The holidays are a time when spirituality or the lack thereof, seems to abound, and I get a bit more introspective about the big picture. There has been a lot of conversation throughout the centuries about the meaning of life. From Buddha to my cousin Judy, everybody eventually has an opinion. This is a subject that some of us pursue and others of us scoff at as being a philosophical self-indulgence in the midst of keeping up with the bills and the laundry. Who has time?
You would think that if we could travel to the moon, construct the human genome and learn how to Instagram that by now we would have solved this mystery. But apparently the final definition has not been signed, sealed and delivered by those who manage the archives of knowledge.
It was two and half years ago after my mother died that the answer came to me. And as the candles are lit, the dreidls are spun and the trees are decorated, I think of her. I didn't find the meaning of life on a mountaintop or a sanctuary. I didn't find it in church or in a book, or in beautiful jewelry, or even in arriving somewhere I always wanted to be.

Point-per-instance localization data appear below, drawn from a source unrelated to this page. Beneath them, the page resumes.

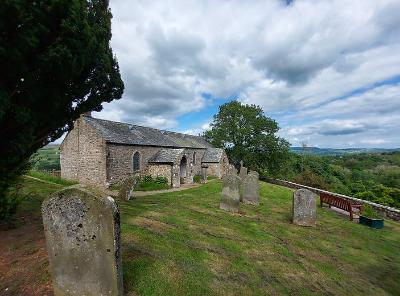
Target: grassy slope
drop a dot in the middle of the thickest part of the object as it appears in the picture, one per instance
(180, 243)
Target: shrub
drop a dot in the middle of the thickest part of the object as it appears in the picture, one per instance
(369, 212)
(146, 179)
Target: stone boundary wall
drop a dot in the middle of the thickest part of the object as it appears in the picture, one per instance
(387, 212)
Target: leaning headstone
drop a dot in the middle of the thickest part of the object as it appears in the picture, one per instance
(304, 207)
(203, 174)
(251, 189)
(83, 242)
(127, 187)
(243, 172)
(230, 198)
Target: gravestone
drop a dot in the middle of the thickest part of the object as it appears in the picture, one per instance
(83, 243)
(230, 198)
(304, 207)
(203, 174)
(127, 186)
(243, 171)
(251, 189)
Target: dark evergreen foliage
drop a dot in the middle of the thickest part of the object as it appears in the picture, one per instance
(56, 63)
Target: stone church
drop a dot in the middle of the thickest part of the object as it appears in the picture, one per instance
(102, 153)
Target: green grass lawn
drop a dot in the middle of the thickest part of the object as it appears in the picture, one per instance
(50, 178)
(180, 243)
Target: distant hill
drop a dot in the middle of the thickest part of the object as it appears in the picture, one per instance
(333, 151)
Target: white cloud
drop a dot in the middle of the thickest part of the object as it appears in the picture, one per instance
(298, 59)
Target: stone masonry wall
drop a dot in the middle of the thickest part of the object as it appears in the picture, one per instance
(69, 156)
(83, 155)
(217, 169)
(214, 169)
(164, 170)
(120, 166)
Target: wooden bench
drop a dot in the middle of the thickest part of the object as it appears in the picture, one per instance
(341, 203)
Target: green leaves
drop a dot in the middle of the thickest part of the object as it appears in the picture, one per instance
(56, 64)
(247, 134)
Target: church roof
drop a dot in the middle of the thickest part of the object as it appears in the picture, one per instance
(212, 155)
(166, 156)
(125, 133)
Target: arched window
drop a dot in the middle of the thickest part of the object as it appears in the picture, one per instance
(194, 158)
(136, 161)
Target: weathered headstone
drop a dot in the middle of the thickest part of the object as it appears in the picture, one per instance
(83, 243)
(230, 198)
(203, 174)
(251, 189)
(127, 186)
(243, 172)
(304, 207)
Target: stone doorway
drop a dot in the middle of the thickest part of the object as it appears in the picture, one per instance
(183, 170)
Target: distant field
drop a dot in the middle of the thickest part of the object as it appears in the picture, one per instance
(47, 159)
(338, 152)
(180, 243)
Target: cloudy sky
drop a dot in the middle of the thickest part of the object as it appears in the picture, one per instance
(327, 71)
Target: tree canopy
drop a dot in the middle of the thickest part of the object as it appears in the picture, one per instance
(247, 134)
(56, 63)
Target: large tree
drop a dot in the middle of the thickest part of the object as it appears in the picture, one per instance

I discovered that the meaning of life is just having it around. It is the glow, the talk, the stupid stuff, the smart stuff, laughing your head off at a dumb joke, the shared idea, the motion of having a living person with you. Because when my mother left us, I could clearly see that the value in the beautiful things surrounding her had been magnified by the life she imbued them with. And when she left, things seemed to deflate. And that's when I knew.
The meaning of life has nothing to do with telling someone that you love them or the last thing you said to them. It has to do with the simple breath, the irritations, the everyday, the phone calls, the arguments, the Chinese food, the ongoing story, the small picture. The small picture is the big picture. The meaning of life is just having life itself.